Interview at the time of the exit conference with the Facilities Operations Manager, Safety Manager and Fire Marshall on July 23, 2024, at 1:30 PM, confirmed the door was filled with an unauthorized filler.
Tag No.: K0918
Based on document review and interview, it was determined the facility failed to verify the emergency generator fuel sample test had been completed, affecting the entire component.
Findings include:
1. Review of documentation on July 23, 2024, between 10:00 AM and 12:00 PM, revealed the facility failed to verify the quality of the emergency fuel reserve test had been performed, within the previous twelve months.

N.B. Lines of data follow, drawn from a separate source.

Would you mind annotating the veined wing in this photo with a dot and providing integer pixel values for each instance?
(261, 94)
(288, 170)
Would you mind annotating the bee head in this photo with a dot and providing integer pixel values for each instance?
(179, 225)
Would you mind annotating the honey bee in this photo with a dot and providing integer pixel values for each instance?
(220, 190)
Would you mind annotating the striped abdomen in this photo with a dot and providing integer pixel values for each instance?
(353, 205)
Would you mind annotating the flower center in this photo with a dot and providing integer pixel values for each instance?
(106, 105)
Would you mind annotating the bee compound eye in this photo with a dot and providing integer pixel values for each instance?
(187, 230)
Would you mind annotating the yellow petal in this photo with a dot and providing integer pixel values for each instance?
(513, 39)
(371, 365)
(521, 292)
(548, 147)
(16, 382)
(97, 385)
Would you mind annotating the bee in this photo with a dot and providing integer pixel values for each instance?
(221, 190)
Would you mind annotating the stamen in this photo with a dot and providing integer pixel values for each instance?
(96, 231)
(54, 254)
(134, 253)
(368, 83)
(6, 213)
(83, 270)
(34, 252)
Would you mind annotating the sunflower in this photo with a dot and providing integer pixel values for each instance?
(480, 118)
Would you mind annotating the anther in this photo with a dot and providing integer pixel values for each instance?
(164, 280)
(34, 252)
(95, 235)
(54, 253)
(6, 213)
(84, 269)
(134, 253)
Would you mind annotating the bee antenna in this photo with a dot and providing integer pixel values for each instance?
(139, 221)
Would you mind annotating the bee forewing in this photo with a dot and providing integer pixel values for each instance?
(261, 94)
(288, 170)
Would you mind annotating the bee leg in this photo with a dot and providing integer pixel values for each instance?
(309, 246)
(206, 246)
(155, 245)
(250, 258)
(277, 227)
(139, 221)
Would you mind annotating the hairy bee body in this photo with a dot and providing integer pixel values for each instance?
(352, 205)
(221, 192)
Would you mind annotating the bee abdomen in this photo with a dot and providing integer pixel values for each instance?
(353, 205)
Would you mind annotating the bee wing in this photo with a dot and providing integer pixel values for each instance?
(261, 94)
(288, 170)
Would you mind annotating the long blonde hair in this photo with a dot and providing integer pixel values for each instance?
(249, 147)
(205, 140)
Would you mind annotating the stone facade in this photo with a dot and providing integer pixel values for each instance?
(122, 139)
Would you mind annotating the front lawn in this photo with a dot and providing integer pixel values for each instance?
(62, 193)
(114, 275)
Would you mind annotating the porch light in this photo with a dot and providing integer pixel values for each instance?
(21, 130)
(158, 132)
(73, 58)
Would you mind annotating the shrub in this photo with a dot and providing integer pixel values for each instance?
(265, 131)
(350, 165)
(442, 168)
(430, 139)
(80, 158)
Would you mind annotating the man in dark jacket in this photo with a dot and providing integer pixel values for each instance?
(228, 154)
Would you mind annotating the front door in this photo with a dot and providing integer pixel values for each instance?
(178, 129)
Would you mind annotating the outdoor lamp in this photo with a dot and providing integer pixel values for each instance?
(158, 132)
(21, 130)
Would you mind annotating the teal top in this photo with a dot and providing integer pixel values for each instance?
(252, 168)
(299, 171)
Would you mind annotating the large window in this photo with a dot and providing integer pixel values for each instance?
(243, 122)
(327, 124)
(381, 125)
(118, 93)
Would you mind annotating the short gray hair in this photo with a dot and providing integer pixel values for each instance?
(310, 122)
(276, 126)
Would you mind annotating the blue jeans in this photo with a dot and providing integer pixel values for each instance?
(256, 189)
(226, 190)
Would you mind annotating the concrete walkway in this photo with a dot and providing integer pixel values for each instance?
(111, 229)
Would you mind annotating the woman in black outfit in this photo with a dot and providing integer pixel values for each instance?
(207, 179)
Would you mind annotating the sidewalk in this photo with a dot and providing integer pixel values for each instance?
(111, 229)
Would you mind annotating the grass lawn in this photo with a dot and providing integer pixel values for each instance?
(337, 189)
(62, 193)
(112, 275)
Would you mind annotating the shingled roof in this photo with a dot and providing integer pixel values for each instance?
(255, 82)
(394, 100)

Interview at the time of the exit conference with the Facilities Operations Manager, Safety Manager and Fire Marshall on July 23, 2024, at 1:30 PM, confirmed the facility could not provide verification whether the fuel test had been completed.
Tag No.: K0920
Based on observation and interview, it was determined the facility failed to monitor the use of surge suppressors and receptacle multipliers, affecting one of four floors within the component.
Findings include:
1. Observation on July 23, 2024, at 12:20 PM, revealed a surge suppressor was supplying electrical power to another surge suppressor, in the basement I.T. Phone Room (Room 4).
Interview with Maintenance Repairman 1 on July 23, 2024, at 12:20 PM, confirmed the daisy-chained surge suppressors.
2. Observation on July 23, 2024, at 12:39 PM, revealed a receptacle multiplier supplying electrical power to an extension cord in the basement Auditorium.
Interview with Maintenance Repairman 1 on July 23, 2024, at 12:39 PM, confirmed the use of a receptacle multiplier.